- Gücüm kuvvetim yok, kendimi koruyamıyorum, bu kazadan, bu beladan, bu fitnelerden kurtulmama imkan yok. 645
- چون ندارم زور و ضبط خویشتن ** زین قضا و زین بلا و زین فتن
- Madem ki iş böyle, dağlarda, ovalarda emin olabilmek için çirkin olmam daha iyi.
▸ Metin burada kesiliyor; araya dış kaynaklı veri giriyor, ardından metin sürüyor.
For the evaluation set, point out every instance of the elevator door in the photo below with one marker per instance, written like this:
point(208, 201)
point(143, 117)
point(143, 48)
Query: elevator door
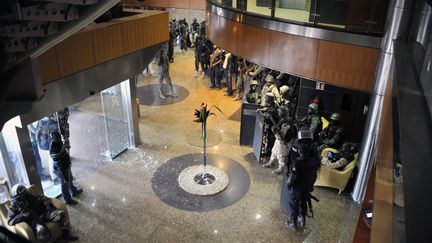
point(116, 122)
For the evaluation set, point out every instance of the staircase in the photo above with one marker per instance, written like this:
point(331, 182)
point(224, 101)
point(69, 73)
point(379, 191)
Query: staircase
point(27, 29)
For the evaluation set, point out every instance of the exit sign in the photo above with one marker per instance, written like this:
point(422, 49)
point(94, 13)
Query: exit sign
point(319, 85)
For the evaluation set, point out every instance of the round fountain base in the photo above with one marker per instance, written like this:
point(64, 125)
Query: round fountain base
point(202, 181)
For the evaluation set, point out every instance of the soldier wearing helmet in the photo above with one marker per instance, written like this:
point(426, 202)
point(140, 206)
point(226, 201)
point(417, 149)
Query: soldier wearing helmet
point(37, 211)
point(194, 32)
point(284, 131)
point(253, 94)
point(284, 92)
point(270, 113)
point(332, 136)
point(270, 87)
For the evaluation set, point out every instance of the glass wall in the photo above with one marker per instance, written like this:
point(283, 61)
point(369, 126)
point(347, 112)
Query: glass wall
point(359, 16)
point(12, 169)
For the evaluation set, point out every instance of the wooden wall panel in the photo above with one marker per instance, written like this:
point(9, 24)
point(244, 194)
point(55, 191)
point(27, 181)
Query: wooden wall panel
point(214, 32)
point(76, 53)
point(186, 4)
point(103, 42)
point(346, 65)
point(138, 33)
point(253, 44)
point(293, 54)
point(180, 3)
point(339, 64)
point(108, 43)
point(48, 66)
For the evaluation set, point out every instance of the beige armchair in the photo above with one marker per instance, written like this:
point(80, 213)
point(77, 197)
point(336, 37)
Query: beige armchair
point(332, 177)
point(23, 229)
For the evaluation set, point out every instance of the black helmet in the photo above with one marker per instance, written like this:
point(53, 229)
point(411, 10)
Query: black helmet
point(18, 190)
point(304, 133)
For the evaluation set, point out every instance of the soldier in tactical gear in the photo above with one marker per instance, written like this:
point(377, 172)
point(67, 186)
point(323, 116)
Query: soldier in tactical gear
point(253, 95)
point(202, 28)
point(62, 117)
point(312, 121)
point(332, 136)
point(62, 168)
point(183, 27)
point(302, 167)
point(194, 31)
point(269, 87)
point(284, 131)
point(270, 113)
point(163, 73)
point(36, 211)
point(341, 158)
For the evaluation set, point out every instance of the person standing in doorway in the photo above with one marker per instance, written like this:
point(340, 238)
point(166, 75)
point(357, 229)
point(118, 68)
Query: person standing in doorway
point(62, 168)
point(163, 73)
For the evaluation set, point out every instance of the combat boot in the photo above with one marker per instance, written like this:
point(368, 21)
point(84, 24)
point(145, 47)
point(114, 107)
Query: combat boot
point(292, 225)
point(301, 221)
point(268, 164)
point(279, 170)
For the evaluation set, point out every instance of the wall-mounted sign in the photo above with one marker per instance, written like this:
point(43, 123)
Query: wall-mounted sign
point(319, 85)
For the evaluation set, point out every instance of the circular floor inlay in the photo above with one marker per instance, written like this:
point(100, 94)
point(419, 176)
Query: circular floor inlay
point(167, 188)
point(149, 94)
point(195, 139)
point(198, 180)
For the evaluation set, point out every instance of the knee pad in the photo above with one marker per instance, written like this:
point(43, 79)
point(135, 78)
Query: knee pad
point(42, 233)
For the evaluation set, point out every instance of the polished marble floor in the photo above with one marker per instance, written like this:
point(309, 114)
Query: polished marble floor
point(119, 205)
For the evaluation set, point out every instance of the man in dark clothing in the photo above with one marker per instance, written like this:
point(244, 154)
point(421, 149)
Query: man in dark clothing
point(215, 67)
point(62, 117)
point(303, 165)
point(253, 95)
point(198, 50)
point(36, 211)
point(340, 159)
point(332, 136)
point(62, 168)
point(163, 73)
point(270, 113)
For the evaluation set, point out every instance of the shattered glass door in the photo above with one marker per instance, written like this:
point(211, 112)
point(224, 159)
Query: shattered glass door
point(116, 122)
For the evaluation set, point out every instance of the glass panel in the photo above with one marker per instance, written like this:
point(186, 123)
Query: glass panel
point(116, 122)
point(294, 10)
point(262, 7)
point(12, 163)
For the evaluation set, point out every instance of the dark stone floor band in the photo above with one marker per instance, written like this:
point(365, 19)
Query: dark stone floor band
point(149, 95)
point(166, 187)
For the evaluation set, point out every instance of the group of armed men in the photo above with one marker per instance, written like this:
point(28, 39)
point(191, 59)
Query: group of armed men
point(295, 144)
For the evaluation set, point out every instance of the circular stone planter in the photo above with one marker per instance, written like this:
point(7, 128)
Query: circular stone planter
point(198, 180)
point(166, 186)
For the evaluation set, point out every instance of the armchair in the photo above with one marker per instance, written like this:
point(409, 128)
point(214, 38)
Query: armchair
point(23, 229)
point(332, 177)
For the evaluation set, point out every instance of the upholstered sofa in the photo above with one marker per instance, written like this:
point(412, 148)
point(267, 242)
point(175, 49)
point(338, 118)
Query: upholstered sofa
point(335, 178)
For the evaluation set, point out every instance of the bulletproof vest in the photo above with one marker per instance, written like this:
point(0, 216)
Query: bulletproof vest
point(43, 131)
point(194, 27)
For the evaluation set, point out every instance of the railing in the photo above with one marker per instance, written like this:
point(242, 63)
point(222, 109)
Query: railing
point(356, 16)
point(100, 43)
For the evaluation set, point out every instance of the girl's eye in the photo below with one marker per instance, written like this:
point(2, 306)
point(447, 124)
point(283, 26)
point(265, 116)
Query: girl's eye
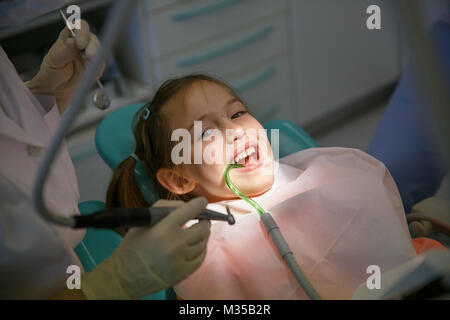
point(237, 114)
point(206, 133)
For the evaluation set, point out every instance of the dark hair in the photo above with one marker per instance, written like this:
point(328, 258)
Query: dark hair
point(153, 146)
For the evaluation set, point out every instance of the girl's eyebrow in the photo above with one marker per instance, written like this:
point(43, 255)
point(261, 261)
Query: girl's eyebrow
point(228, 103)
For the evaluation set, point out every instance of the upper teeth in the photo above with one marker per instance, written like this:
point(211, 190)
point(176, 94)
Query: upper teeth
point(244, 154)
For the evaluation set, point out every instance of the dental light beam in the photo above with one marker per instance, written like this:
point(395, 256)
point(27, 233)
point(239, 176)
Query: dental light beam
point(275, 234)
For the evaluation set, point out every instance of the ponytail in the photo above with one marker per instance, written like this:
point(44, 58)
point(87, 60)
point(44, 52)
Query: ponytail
point(123, 190)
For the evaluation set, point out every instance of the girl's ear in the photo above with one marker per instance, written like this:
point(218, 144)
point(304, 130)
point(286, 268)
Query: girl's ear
point(175, 182)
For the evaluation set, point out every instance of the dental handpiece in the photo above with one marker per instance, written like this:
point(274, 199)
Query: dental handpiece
point(101, 100)
point(115, 218)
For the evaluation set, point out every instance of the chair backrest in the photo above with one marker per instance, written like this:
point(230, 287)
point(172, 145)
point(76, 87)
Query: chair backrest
point(115, 141)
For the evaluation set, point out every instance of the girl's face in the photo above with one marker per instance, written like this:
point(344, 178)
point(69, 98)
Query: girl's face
point(228, 134)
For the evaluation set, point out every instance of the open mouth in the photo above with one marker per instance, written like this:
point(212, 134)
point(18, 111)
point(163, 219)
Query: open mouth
point(250, 157)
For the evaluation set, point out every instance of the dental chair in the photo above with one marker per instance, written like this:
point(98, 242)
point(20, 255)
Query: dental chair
point(115, 141)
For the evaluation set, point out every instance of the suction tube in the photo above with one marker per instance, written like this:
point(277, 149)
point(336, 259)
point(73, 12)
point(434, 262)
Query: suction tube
point(275, 234)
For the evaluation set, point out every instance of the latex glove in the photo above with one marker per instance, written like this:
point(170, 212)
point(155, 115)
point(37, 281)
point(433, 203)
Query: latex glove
point(428, 216)
point(151, 260)
point(63, 66)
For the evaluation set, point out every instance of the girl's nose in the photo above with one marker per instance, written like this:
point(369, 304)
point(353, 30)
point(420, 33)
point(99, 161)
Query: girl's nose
point(234, 133)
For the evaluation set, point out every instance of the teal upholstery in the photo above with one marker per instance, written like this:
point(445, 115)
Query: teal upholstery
point(97, 245)
point(114, 141)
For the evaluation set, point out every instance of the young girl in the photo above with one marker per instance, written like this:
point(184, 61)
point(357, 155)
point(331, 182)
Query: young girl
point(338, 208)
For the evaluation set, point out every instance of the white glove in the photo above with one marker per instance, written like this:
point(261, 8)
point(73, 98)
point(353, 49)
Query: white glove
point(64, 65)
point(150, 260)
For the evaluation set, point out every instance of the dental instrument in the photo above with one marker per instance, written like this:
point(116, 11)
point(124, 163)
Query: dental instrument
point(100, 99)
point(275, 234)
point(110, 218)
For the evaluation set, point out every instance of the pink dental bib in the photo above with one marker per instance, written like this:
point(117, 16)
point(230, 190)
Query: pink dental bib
point(340, 212)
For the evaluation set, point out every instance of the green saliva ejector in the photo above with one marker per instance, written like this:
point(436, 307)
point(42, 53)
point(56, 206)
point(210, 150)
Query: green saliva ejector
point(275, 234)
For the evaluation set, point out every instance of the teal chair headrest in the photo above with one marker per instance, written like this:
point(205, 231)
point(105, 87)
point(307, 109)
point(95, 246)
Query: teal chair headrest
point(115, 142)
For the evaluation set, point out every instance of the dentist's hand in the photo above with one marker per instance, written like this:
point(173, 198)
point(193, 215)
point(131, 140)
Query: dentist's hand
point(64, 65)
point(151, 260)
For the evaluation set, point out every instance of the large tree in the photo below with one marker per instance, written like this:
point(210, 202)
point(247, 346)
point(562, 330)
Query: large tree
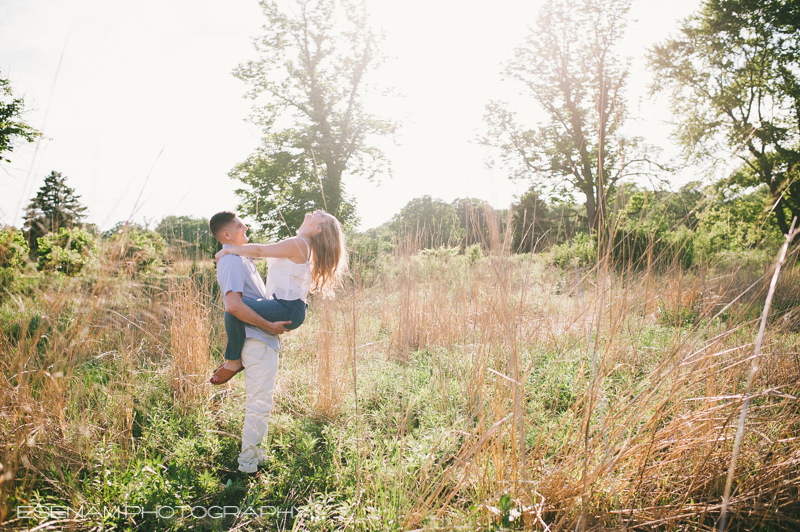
point(570, 67)
point(12, 127)
point(732, 73)
point(315, 57)
point(280, 188)
point(55, 206)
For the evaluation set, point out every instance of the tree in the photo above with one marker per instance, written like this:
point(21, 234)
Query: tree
point(429, 223)
point(55, 206)
point(732, 74)
point(313, 66)
point(12, 128)
point(281, 190)
point(570, 67)
point(191, 236)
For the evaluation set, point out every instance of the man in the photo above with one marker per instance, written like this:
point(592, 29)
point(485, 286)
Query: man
point(237, 278)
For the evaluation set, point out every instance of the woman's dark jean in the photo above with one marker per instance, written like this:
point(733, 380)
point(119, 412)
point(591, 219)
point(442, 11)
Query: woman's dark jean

- آن به آید که شوم زشت و کریه ** تا بوم آمن درین کهسار و تیه
- Ey yiğit, bu kanatlar, benim ululanma silahım kesildi. Ululanmaysa ululananları yüzlerce belaya uğratır.
- این سلاح عجب من شد ای فتی ** عجب آرد معجبان را صد بلا
- Hünerler, anlayışlı olmak ve dünya malını elde etmek, tavusun kanatları gibi insanın canına düşmandır
- بیان آنک هنرها و زیرکیها و مال دنیا همچون پرهای طاوس عدو جانست
- Nice hüner ve sanatlar vardır ki ham kişiyi helak eder. Çünkü o, taneye koşar, bu yüzden de tuzağı görmez.
- پس هنر آمد هلاکت خام را ** کز پی دانه نبیند دام را
- İhtiyarına sahip olmak, “Sakının” emrine uyan ve kendisine sahip olan adam için iyidir.
- اختیار آن را نکو باشد که او ** مالک خود باشد اندر اتقوا
- Kendini koruyamıyor kötülüklerden çekinemiyorsan sakın, o aleti uzaklaştırır, ihtiyarı bırak. 650
- چون نباشد حفظ و تقوی زینهار ** دور کن آلت بینداز اختیار
- Benim de cilvelendiğim şey ve ihtiyarım, o kanattır. Onu yoluyorum, çünkü başıma kastetmede.
- جلوهگاه و اختیارم آن پرست ** بر کنم پر را که در قصد سرست
- Sabır sahibi, kendi kanadını yok farz eder, bu suretle kanadı da onu kötü düşüncelere sevk etmez.
- نیست انگارد پر خود را صبور ** تا پرش در نفکند در شر و شور
- Şu halde ona de ki: Kanadını yolma, onun bir zararı yoktur. Bu çeşit adama ok gelse önüne kalkanını tutar.
- پس زیانش نیست پر گو بر مکن ** گر رسد تیری به پیش آرد مجن
- Fakat bana bu güzel kanat düşmandır. Çünkü sabredemiyor, cilveleniyorum.